Children with granuloma inguinale should receive a short course of azithromycin (20 milligrams per kilogram). Moreover, children born to mothers with untreated granuloma inguinale should be given a prophylactic three-day course of azithromycin (20 milligrams per kilogram) once daily.
In the past, poor understanding and recognition of this clinical entity resulted in patients with severe donovanosis becoming shunned and rejected from the society. Many affected individuals had profound feelings of guilt, shame and embarrassment – some of them even resorting to (or contemplating) suicide.
As patients with large ulcerations and lesions necessitate prolonged courses of antimicrobial drugs, there is definitely a need for careful explanation and adequate reassurance. Health personnel that works in outpatient clinics for sexually-transmitted infections is often the best choice for non-judgmental, supportive approach.
Naturally, there is a need for continuing education of health-care workers about granuloma inguinale in endemic areas, and also a need to increase community awareness of the significance of genital ulcer disease (since it is a long-established risk factor for the transmission of HIV).
CDC recommends that individuals who have had sexual relations with a donovanosis patient (within the sixty days prior to the onset of patient’s symptoms) should be properly examined and offered antimicrobial therapy. Nevertheless, the value of prescribing empiric therapy without apparent symptoms and/or clinical signs has not yet been established.
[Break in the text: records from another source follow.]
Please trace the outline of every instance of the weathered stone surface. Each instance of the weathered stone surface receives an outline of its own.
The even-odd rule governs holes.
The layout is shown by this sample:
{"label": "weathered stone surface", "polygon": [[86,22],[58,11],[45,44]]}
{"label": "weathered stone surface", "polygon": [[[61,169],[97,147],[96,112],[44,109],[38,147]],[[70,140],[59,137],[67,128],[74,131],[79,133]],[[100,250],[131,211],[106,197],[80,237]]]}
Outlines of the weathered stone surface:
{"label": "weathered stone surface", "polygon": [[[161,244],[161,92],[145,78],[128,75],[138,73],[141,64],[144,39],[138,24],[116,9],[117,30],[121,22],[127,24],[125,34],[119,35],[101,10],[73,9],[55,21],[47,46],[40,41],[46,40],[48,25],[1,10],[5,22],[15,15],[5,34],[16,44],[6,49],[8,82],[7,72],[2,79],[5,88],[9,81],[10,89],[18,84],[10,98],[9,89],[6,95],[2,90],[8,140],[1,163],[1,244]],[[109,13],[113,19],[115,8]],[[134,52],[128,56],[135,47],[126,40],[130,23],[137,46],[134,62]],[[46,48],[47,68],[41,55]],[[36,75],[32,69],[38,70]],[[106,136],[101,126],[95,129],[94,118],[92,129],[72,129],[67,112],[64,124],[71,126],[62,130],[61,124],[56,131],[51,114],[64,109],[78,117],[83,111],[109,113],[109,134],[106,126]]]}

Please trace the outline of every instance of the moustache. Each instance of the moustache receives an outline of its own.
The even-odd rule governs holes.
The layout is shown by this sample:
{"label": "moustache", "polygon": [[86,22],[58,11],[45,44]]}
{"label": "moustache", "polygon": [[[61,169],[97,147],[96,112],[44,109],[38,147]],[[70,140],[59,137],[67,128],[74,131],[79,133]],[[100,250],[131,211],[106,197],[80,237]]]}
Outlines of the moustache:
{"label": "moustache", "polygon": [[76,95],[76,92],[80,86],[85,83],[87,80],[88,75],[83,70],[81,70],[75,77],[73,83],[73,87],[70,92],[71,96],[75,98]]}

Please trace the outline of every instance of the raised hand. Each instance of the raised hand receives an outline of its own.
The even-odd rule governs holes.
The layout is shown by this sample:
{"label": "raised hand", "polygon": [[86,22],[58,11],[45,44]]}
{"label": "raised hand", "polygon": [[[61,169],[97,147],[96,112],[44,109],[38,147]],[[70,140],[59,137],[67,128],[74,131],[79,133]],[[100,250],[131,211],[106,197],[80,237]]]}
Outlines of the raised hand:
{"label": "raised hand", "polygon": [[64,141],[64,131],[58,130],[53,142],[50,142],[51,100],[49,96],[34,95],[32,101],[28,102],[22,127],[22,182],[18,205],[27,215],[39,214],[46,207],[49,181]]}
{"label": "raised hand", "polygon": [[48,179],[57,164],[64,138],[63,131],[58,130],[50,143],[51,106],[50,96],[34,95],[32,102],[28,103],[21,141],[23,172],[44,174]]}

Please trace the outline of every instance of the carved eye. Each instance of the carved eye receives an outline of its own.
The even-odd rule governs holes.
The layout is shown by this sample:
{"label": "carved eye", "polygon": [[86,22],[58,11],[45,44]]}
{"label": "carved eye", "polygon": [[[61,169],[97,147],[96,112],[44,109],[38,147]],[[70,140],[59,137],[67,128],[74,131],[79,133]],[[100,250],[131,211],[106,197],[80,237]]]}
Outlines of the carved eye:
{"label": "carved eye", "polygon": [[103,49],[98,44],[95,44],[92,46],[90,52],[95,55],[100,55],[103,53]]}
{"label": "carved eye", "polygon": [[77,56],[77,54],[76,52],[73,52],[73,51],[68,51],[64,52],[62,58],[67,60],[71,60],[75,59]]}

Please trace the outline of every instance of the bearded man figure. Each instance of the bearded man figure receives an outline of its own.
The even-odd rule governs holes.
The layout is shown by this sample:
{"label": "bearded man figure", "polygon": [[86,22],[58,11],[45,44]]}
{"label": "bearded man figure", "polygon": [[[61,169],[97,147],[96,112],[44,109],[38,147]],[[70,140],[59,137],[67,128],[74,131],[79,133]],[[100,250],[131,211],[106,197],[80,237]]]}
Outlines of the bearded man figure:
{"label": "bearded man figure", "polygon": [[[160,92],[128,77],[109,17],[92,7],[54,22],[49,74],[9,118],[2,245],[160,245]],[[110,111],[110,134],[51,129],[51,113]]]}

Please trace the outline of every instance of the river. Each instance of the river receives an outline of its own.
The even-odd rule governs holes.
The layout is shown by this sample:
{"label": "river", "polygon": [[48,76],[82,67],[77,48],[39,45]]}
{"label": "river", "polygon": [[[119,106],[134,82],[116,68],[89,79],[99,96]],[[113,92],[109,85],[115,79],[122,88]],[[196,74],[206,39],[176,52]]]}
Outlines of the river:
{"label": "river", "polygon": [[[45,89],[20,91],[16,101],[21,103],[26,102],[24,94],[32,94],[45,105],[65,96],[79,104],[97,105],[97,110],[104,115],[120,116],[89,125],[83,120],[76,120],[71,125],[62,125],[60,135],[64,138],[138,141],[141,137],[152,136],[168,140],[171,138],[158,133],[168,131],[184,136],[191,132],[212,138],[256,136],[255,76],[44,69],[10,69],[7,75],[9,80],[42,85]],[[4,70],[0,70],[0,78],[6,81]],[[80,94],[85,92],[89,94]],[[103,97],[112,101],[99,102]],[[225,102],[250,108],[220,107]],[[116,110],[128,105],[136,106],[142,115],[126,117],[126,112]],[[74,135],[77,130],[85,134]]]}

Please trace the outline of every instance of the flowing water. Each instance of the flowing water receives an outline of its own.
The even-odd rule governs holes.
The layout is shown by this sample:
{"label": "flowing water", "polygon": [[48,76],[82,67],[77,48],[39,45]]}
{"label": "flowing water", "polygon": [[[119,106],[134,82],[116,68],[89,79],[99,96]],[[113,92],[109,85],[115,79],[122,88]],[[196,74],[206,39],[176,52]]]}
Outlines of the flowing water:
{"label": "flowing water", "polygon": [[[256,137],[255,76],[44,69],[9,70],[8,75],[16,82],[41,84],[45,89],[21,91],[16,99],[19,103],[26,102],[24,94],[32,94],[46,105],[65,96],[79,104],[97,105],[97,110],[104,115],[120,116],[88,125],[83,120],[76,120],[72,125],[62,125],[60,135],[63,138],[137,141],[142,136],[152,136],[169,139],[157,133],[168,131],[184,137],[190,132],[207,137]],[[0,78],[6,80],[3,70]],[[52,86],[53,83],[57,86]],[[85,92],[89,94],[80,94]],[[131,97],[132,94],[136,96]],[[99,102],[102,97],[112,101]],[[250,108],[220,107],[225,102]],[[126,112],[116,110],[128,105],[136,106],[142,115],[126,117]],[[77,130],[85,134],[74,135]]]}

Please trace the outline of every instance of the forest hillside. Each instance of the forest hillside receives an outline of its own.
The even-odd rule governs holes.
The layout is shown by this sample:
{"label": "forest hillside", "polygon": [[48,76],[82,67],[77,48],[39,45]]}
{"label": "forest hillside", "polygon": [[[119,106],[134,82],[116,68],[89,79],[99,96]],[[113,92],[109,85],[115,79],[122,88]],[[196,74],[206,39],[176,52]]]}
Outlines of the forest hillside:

The usefulness and justification of mass treatment campaigns is still questionable, but some examples show potential applicability of such approaches. For example, mass treatment of donovanosis cases that were identified in house-to-house visits in Papua New Guinea were instrumental in curbing a localized epidemic in the 1950s.
In conclusion, global eradication of donovanosis is feasible, but such effort will require substantial input and leadership from the WHO if the disease is to be placed on the eradication agenda. Until then, sustained vigilance will be needed, so that the diagnosis of granuloma inguinale is neither missed, nor forgotten.